A year since my last article on defence procurement, positive change is lacking while negatives abound. Does anyone care?
Maritime helicopter issues continue: with deliveries originally required in 2008, interim machines may start Armed Forces service in 2013. Does anyone care about the huge delivery delay? The purchase of standard military trucks, cancelled last summer, has been re-activated with equipment originally envisaged for 2008 service maybe arriving in 2018. Does anyone remember that in 2006 this requirement was categorized as “urgent” by DND?
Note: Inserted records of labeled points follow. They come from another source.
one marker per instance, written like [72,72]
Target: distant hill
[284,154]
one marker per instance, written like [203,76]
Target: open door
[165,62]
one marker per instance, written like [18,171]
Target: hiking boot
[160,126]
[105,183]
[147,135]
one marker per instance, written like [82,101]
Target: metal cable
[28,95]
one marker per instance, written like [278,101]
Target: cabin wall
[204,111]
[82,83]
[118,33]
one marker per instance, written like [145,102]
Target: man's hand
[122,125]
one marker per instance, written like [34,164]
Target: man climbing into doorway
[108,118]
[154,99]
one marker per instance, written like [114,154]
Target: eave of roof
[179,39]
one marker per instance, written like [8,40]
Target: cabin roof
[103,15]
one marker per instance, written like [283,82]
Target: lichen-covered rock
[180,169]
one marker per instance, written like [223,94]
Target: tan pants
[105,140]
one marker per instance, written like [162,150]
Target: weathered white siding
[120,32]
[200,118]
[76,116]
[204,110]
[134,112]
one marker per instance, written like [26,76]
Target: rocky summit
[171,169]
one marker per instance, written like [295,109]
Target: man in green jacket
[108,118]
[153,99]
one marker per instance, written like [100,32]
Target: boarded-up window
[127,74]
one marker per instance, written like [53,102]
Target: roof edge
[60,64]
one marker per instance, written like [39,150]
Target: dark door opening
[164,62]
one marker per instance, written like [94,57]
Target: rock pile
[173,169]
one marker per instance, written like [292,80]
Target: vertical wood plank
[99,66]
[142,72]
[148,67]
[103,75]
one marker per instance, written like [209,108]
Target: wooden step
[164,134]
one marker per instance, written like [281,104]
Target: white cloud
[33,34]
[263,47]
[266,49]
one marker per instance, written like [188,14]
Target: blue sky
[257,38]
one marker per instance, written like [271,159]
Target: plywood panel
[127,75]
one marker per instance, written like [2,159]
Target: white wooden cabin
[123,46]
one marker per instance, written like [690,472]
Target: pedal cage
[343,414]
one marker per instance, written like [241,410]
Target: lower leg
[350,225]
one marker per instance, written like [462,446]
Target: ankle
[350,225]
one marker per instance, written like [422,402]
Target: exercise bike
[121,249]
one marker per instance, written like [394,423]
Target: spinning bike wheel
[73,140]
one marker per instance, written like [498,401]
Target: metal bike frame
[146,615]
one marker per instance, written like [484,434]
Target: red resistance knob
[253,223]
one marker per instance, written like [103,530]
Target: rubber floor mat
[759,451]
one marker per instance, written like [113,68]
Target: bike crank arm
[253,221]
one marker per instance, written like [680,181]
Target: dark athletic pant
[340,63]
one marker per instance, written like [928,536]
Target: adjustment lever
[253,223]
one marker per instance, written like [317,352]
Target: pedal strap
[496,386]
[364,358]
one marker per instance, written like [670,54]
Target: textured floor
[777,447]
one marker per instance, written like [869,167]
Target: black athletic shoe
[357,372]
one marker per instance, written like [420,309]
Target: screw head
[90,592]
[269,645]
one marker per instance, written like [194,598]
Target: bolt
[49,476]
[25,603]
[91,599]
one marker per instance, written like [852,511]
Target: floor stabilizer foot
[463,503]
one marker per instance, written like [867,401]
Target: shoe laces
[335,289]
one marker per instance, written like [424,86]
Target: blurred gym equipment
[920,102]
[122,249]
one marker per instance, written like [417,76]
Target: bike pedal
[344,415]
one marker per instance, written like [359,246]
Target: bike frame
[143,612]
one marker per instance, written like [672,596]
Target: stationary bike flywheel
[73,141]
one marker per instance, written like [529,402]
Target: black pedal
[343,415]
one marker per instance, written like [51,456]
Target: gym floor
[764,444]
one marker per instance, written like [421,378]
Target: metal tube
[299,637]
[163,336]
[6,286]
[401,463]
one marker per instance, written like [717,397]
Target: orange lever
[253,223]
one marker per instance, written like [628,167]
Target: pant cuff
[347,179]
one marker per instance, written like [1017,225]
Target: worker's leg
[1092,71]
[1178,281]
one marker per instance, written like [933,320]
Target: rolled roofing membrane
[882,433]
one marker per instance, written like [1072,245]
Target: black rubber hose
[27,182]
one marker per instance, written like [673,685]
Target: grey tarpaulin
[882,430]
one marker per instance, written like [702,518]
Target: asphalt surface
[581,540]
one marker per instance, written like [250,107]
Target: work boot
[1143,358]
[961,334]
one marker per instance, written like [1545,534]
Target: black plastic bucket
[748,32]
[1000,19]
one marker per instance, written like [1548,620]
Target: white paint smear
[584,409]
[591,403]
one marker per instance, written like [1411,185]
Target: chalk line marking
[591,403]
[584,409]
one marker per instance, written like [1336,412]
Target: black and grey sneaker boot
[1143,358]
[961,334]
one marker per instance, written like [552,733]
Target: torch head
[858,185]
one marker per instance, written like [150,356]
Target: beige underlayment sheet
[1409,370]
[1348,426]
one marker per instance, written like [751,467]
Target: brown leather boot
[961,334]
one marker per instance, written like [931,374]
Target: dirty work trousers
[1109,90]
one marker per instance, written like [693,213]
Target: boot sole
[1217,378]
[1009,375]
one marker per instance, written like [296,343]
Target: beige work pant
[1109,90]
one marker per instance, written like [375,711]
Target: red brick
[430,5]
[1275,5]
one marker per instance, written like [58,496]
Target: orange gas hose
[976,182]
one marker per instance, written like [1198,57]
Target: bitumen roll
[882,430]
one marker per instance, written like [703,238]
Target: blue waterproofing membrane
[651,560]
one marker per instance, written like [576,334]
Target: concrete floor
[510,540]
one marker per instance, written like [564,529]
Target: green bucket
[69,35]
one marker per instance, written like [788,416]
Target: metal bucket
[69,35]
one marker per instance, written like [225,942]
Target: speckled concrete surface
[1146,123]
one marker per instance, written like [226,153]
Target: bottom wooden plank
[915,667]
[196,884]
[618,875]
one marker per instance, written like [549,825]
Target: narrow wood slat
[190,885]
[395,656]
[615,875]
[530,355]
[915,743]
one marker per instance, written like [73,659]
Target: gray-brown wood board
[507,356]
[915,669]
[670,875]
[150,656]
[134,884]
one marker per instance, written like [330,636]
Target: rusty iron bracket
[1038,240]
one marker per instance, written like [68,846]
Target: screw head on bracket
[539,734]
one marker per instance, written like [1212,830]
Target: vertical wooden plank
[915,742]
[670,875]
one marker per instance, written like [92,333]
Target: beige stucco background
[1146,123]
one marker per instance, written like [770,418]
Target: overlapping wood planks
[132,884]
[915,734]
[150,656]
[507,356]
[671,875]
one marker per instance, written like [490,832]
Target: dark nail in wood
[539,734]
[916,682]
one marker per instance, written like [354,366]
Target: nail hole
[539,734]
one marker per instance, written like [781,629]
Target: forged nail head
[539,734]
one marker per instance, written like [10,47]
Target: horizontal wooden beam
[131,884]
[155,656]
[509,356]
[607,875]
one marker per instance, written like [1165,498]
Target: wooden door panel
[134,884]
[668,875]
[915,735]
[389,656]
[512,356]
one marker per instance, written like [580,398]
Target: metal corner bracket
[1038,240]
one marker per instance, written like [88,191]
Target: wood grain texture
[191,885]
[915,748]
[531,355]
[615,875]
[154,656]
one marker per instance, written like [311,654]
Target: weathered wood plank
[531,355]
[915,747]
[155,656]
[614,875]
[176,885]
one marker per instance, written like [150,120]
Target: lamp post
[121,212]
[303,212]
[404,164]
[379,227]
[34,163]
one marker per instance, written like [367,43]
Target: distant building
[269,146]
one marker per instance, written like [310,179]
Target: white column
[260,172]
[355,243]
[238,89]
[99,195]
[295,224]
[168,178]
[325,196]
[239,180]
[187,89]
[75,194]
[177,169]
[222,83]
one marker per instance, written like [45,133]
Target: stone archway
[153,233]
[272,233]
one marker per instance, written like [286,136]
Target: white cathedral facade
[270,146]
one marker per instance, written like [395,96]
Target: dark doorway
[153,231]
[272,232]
The F-35 has gone from the only aircraft, to reassessment, to competitor claims of delivery for half the price, to recent reports from the U.S. that aircraft’s shortcomings may actually increase the risk that it will be shot down in combat: the once-championed stealth wonder may be “best” at killing our pilots. That group clearly cares, but what sway does it have? The CF-18s must soldier on, while the in-fighting in Ottawa continues.
Dan Ross, former ADM Materiel at DND, talked about infighting in January 2013 after his retirement. He was probably referring to differences between National Defence (client), PWGSC (buyer) and Industry Canada (economic benefits). Was he also subconsciously including bureaucrats within any one or all of those organizations fighting each other or playing the system for rank, power and budget?
A proposal to deal with that infighting would meld the organizations now involved with defence procurement into a single agency. Whatever happened to “form follows function”? You cannot organize until you actually know and have agreement on the job. Putting organization first promises yet another player in the inter-agency infighting, with people across government vying for promotion to the new positions while (in case they do not succeed) still fighting to keep “their” power and resources from being moved into the new agency.
By Action Plan 2013 another challenge had arisen: budget cuts threatening the Armed Forces’ ability to support what they currently have, let alone anything new. Naval supply ships: the PBO has suggested that the government will either have to come up with another billion plus dollars or scale back the ships’ capabilities significantly. Defending the north: the army’s capacity may be compromised by a lack of training funds. The new Chinook helicopters: DND says that it does not have the money to support them.
Can anyone really understand budget decisions to pay (or not pay) for a non-existent defence strategy?
This gloomy perspective comes when the government has a report suggesting that Canada make better use of its defence procurement to support and develop Canadian industry. Just what we need – an incentive for more infighting, adding highly volatile fuel to the fire as to what the government’s priorities should be. We continue with the awful non-mix of requirements, resources, rules and political priorities, all set in the risk-averse environment of government.
The seemingly constant stream of failures does not seem to be leading to substantive actions. Studies and reports and advisors and recommendations are all too often deflecting smoke and mirrors. As long as failures do not result in lateral staff relocations, and the heavy hitters can say, “we are studying the situation,” does anyone really care?
I think that departments need to place much more emphasis on finding people with the right competencies and interests. Good procurement people are born, not made overnight, and defence types (whether on the technical development side or in procurement) may be even rarer. If departments rotate people through key positions solely for career development, the priority is in the wrong place and the results will be poor.
You can never really know who will turn out to be the best procurement fit. What you can do is find possible fits, nurture them, and get them another job as soon as they show they are not suited. It does not seem to be happening.
The right people, a clear mandate and appropriate funding…Shangri-La. Does anyone care enough to really look for it?